Valls qui décidément ne comprend rien à rien ne pourrait faire de plus beau cadeau au camp souverainiste que de mettre à exécution sa proposition de fusionner les listes PS et LR aux régionales. On rêverait, bien sûr, de l’implosion des deux partis de l’axe herpès et d’une recomposition politique façon bigbang mais une érosion progressive, sous forme de défections individuelles, est plutôt à prévoir.

Face aux mondialistes dont le héraut se nomme Alain Juppé, le camp souverainiste ne cesse de se renforcer. Sauf que l’on a affaire à un drôle de canard hémiplégique, costaud mais boiteux, avec une patte solide, mais à tendance hégémonique, et l’autre encore trop faible, un courant fait de bric et de broc, faute d’un leader qui l’anime et d’un parti qui le structure. Or un canard a besoin de ses deux pattes pour courir vite. 

Dit autrement, le FN même avec ses 30 à 40 % des votes, ne pourra accéder seul au pouvoir, il a besoin d’une force alliée structurée, et qui sache ce qu’elle veut, proche par les idées et même complémentaire, par sa sociologie, son histoire et son implantation géographique. 

Le souverainisme en France a toujours eu deux tendances, l’une traditionaliste, familialiste et girondine que Philippe de Villiers a incarné et que je qualifierais de souverainisme identitaire et l’autre populiste, moderniste, jacobine au FN (mais aussi chez Pasqua-Séguin), un souverainisme patriotique. A noter que dans la tradition souverainiste, et chez de Gaulle même, la forme libérale ou étatique de l’économie ne compte guère. L’argent, ou l’intendance, n’est rien, seules les valeurs comptent. Quant au souverainisme de gauche c’est un leurre. Ça n’a jamais fonctionné.

Qu’est ce que Villiers, Ménard, Dupont-Aignan, Zemmour ou Buisson, et même Guaino, Morano, les époux Bompard et une bonne part des troupes de la Manif pour tous ont donc en commun ? De défendre, comme le FN, la souverainete politique de la France contre Bruxelles, Francfort et Washingron mais aussi, de plus en plus, d’incarner une droite des valeurs et des institutions – la famille, la catholicité, les terroirs – et de croire en l’identité française, culturelle et charnelle, en une France éternelle par delà les vicissitudes de l’histoire, contre l’ideologie du métissage, du grand mélange migratoire et de la croyance irénique de la paix sociale par le multiculturalisme.
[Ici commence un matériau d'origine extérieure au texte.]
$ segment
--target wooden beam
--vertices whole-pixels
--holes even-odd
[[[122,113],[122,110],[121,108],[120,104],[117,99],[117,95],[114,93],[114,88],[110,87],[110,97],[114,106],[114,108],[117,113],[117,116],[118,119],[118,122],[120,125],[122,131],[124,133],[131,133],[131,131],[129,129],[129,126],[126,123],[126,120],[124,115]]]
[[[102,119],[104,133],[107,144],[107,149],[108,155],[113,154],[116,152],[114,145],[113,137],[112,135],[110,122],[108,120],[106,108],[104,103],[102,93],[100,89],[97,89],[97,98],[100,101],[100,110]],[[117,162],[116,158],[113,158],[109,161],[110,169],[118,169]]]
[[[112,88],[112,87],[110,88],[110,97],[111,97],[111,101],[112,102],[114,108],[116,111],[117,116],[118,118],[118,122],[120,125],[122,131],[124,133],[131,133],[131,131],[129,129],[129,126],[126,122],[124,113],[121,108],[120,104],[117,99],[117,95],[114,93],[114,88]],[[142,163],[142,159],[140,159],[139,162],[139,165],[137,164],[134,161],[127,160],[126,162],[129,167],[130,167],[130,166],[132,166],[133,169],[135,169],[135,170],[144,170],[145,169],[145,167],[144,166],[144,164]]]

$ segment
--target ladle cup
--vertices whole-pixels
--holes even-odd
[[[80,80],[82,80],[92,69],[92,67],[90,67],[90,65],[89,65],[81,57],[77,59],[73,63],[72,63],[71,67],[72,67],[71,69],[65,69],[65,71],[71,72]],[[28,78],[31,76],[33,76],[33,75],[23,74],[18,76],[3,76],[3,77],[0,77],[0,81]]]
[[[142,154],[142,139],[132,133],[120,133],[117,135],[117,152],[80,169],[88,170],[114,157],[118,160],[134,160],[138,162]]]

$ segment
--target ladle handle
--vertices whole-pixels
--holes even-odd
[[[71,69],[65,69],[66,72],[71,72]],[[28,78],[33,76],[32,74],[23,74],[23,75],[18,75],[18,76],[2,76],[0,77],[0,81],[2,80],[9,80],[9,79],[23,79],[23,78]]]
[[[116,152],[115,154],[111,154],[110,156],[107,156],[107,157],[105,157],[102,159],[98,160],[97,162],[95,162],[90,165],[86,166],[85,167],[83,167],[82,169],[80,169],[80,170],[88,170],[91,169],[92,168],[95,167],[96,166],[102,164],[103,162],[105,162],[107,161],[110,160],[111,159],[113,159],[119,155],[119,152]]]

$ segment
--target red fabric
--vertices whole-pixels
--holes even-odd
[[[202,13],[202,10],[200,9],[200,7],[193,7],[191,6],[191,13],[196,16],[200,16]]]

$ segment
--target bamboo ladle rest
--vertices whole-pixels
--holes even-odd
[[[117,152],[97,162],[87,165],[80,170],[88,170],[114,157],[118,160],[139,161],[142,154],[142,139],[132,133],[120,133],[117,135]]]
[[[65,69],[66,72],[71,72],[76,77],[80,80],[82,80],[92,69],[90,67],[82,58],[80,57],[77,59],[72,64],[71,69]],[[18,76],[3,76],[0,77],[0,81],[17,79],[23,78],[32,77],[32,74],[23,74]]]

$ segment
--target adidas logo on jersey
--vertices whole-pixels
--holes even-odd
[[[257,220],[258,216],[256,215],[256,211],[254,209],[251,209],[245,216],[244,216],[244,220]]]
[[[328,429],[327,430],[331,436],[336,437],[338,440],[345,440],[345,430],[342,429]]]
Soyons réalistes, sans être discourtois. Ni Villiers, qui a pris trop de coups, politiques et familiaux, ni Dupont-Aignan, qui n’a pas le cuir assez dur, n’ont l’étoffe de devenir des chefs pour ce courant là du souverainisme. Des inspirateurs, certainement. Philippe de Villiers a été un visionnaire. Il a vu tôt les dangers qui menaçaient notre pays, à l’instar d’un certain Jean Marie Le Pen, dans le genre populiste et populaire. Mais ces deux là étaient trop différents, de caractère et de milieux d’origine, pour pouvoir un jour s’entendre.

Le plus important pour le moment est de construire des ponts entre les deux branches du souverainisme, d’établir les conditions d’un travail futur. C’est ce à quoi s’attachent les “go-between”, tel Robert Ménard élu à Béziers avec l’appui du FN mais qui ne cesse de dire tout le bien qu’il pense de Philippe, Éric ou Nadine, ou de Marion Le Pen qui n’a jamais caché sa  sympathie pour la Manif pour tous et les valeurs traditionnelles de la vraie droite.